Cette attaque intervient alors que l'Egypte s'est lancée dans une guerre judiciaire contre les islamistes: elle a récemment confirmé 183 peines de morts, dont celle du Guide suprême des Frères musulmans du président Mohamed Morsi, destitué il y a près d'un an par l'armée, et condamné trois journalistes d'Al-Jazeera à 7 à 10 ans de prison pour soutien à la confrérie.

Ces nouveaux attentats surviennent un mois après l'élection de l'ex-chef de l'armée Abdel Fattah al-Sissi à la tête du pays avec 96,9% des voix, après avoir éliminé toute opposition, islamiste comme laïque et libérale. Le maréchal à la retraite dirige de facto le pays d'une main de fer depuis qu'il a destitué et fait emprisonner il y a un an Mohamed Morsi, premier président élu démocratiquement en Egypte.

Depuis la destitution de M. Morsi, policiers et soldats ont tué plus de 1.400 manifestants qui réclamaient son retour, plus de 15.000 Frères musulmans ont été emprisonnés et des centaines condamnés à mort dans des procès de masse expédiés en quelques minutes et jugés "sans précédent dans l'Histoire" de l'humanité par l'ONU.

Les Frères musulmans, qui avaient remporté toutes les élections entre les chutes de Hosni Moubarak début 2011 et de M. Morsi à l'été 2013, ont été décrétés en décembre "organisation terroriste".

Selon le gouvernement, plus de 500 policiers et soldats ont péri dans le même temps dans de multiples attentats et attaques dans tout le pays.

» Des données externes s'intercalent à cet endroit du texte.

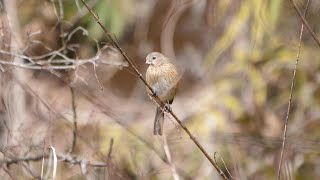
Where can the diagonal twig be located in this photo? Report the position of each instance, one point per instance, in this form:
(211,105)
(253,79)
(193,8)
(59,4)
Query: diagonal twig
(291,92)
(156,98)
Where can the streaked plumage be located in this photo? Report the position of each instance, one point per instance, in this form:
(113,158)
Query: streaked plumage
(163,77)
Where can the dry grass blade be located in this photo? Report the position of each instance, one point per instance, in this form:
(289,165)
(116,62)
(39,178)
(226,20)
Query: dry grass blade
(290,96)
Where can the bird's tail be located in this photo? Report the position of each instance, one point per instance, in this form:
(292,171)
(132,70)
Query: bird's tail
(158,122)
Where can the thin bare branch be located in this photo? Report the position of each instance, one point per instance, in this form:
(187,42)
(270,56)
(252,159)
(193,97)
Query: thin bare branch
(291,90)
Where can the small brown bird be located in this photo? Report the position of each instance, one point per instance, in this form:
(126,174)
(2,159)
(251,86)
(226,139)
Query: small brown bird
(163,77)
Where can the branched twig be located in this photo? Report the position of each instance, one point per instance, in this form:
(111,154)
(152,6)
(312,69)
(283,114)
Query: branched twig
(159,102)
(62,157)
(75,126)
(292,86)
(175,175)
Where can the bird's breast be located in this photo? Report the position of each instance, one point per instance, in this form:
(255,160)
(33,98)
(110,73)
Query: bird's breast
(163,80)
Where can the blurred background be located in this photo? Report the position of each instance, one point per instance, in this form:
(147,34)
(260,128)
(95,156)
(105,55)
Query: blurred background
(236,58)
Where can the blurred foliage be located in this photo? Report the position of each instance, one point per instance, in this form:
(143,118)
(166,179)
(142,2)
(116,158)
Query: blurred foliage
(233,94)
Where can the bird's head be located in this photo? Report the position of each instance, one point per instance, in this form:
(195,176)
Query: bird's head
(155,58)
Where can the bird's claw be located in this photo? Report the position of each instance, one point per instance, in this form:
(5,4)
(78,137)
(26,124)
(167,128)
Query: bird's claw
(154,93)
(167,107)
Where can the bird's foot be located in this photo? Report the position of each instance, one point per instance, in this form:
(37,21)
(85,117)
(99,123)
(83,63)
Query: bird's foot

Ces attentats avaient quasiment cessé depuis plus d'un mois, la police et l'armée ayant assuré avoir démantelé plusieurs "cellules terroristes" au Caire ou ailleurs.

Ils avaient quasiment tous été revendiqués par deux groupes d'insurgés jihadistes, Ansar Beït al-Maqdess et Ajnad Misr, qui se disent liés à Al-Qaïda. Ils affirmaient agir en représailles à la répression sanglante dont sont victimes les islamistes. Mais le pouvoir les attribue aux Frères musulmans, dont quasiment tous les dirigeants sont emprisonnés.